Non è mai stato inusuale che molte delle ragazze che magari non sono emerse come atlete abbiano poi trovato posto nell'associazione come dirigenti, allenatrici o in altri ruoli, crescendo insieme alla società e diventandone parte attiva. Mentre alle atlete della prima squadra, che sono già parecchio impegnate, non chiediamo impegni ulteriori. Abbiamo un organigramma messo bene, che conserva le specifiche della serie B in cui abbiamo militato poco tempo fa. Questo per dare un servizio migliore all'utenza e creare qualità. La crisi per noi è aggravata dall'assenza di uno sponsor. La Lega delle Cooperative ci ha lasciato da due anni. L'anno prima, proprio per questioni economiche, abbiamo lasciato la serie B2 ripartendo dalla D, che vincemmo garantendoci la serie C in cui siamo adesso. Dopo l'esperienza della B2 abbiamo deciso una politica precisa di sviluppo: creare in questi anni i presupposti per la formazione delle bambine. Ed è stata una buona scelta perché nelle categorie giovanili abbiamo vinto dappertutto. Abbiamo investito puntando sulle giovanili, mentre negli anni passati erano stati fatti investimenti prendendo ragazze più grandi, anche di 25 anni, in un'ottica poco lungimirante. Gli altri investimenti riguardano allenatori, il centro e il personale medico, un supporto organizzativo importante.


I rapporti con la Federazione rappresentano ancora un tasto dolente. Voglio essere delicato, ma non posso negare che ci rendiamo conto che la Federazione non ci vede di buon occhio perché siamo un'alternativa valida e concreta alla loro attività.
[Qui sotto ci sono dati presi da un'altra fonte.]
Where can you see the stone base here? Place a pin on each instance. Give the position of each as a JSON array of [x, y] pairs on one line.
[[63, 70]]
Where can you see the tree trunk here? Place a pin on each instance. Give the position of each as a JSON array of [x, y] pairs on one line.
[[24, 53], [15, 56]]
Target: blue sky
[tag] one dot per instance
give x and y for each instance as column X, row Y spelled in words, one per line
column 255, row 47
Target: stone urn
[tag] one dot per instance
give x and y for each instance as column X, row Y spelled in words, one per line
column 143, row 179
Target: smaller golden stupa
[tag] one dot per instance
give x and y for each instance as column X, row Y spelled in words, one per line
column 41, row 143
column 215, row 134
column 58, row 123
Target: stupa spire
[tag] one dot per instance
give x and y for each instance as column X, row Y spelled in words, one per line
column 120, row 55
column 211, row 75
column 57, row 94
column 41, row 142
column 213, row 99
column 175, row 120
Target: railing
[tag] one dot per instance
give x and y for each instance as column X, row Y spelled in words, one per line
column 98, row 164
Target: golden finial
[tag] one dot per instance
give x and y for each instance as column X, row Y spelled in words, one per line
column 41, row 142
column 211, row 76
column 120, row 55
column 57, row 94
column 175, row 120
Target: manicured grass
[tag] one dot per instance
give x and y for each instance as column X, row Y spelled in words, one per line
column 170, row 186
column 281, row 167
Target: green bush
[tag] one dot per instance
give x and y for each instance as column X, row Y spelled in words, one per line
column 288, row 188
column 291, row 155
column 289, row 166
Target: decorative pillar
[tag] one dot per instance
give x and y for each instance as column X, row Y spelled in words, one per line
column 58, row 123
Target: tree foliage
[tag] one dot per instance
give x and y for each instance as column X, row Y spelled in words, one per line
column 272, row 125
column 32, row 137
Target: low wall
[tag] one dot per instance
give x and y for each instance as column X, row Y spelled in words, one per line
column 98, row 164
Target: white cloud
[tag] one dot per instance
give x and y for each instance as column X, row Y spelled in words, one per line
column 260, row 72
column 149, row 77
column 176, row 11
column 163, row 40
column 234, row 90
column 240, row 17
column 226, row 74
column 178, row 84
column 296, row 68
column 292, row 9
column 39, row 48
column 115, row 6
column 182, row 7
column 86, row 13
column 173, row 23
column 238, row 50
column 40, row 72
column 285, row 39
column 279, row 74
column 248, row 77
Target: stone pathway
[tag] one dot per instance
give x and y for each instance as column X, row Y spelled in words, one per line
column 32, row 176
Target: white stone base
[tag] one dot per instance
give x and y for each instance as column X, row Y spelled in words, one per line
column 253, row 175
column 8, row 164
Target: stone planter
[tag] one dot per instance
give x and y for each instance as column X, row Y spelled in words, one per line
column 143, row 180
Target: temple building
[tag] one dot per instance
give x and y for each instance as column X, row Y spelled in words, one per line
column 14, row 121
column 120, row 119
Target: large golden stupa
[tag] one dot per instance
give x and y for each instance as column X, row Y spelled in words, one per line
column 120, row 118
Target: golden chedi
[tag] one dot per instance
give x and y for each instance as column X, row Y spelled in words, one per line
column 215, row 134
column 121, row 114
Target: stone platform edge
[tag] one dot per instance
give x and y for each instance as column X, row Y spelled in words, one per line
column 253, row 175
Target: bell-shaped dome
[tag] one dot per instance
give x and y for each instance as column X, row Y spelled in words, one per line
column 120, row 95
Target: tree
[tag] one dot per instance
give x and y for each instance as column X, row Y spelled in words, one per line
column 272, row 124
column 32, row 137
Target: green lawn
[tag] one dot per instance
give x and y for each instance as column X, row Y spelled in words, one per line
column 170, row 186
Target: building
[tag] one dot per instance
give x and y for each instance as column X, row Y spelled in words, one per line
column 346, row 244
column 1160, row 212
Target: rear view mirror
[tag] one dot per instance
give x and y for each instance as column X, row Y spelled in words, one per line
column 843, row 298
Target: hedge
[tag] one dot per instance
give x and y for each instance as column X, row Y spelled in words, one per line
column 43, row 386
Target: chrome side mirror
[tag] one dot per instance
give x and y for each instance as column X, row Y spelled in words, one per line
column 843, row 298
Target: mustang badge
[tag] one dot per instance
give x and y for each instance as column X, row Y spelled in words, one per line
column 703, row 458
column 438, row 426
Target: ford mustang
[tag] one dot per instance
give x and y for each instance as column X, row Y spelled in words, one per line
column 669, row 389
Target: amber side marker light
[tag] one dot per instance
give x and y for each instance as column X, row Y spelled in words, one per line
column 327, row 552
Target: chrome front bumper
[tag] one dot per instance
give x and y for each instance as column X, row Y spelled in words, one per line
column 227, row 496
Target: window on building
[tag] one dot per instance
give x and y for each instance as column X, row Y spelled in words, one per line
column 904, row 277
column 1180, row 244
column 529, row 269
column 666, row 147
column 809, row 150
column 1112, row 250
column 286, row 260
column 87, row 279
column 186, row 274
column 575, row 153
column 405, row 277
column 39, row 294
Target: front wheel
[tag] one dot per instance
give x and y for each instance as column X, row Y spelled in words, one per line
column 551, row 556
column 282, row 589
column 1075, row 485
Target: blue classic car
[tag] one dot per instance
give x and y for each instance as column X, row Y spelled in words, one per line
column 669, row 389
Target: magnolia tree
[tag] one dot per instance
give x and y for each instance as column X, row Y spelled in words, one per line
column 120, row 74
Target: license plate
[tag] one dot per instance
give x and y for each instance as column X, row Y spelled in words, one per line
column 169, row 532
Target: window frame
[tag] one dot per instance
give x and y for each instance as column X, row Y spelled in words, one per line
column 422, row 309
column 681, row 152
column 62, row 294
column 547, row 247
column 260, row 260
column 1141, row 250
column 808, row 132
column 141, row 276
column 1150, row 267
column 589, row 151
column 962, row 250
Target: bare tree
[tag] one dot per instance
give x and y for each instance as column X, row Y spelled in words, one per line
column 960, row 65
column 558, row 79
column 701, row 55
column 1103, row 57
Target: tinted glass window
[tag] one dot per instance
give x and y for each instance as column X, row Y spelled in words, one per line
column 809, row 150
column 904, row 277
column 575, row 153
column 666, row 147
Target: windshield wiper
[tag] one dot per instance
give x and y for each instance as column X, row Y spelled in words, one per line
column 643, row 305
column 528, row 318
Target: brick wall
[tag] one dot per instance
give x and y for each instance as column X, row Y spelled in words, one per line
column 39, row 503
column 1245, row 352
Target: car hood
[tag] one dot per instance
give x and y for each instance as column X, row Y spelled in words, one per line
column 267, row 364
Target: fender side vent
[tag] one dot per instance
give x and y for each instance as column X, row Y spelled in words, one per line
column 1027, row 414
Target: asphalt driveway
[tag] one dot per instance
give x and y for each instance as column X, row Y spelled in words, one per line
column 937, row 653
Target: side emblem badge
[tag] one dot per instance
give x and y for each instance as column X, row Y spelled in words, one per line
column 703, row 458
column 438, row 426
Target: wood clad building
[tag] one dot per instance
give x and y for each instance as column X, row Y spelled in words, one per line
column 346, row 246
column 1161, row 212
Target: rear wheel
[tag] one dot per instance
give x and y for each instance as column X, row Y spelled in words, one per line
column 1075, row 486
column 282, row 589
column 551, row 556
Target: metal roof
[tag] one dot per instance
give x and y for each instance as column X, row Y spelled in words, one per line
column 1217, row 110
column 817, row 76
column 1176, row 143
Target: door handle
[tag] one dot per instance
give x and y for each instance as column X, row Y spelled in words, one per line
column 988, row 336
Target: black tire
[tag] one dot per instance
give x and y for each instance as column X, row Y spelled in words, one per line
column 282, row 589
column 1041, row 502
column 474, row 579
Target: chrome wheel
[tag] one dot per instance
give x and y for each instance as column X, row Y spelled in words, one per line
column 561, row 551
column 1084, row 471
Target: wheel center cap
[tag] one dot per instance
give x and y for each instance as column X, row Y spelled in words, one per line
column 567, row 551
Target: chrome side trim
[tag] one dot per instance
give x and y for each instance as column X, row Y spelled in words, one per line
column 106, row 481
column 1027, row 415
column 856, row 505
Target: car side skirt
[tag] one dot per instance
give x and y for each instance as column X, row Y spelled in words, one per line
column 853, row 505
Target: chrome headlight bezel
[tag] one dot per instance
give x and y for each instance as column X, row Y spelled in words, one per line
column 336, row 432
Per cui è difficile che ti diano una mano, anche se poi sul livello politico questo non lo diranno mai. Anzi, nelle riunioni magari ci elogiano per il fatto che sopperiamo alle loro mancanze. E infatti questo è il terzo biennio consecutivo in cui conseguiamo l'attestato di qualità rilasciato dalla Fipav nazionale a 436 società in tutta Italia di cui 10 nella provincia di Bologna. Pensando al futuro delle nostre ragazze, in generale la maggior parte studia, si laurea e poi segue il proprio percorso. Spesso ci capita di vedere anche ragazze molto dotate, che avrebbero possibilità di crescita in palcoscenici importanti ma che lasciano per dedicarsi al lavoro. In taluni casi proviamo a fare accordi con società nei posti più disparati, seguendo i loro spostamenti di studio e lavoro, per garantirgli un minimo di continuità".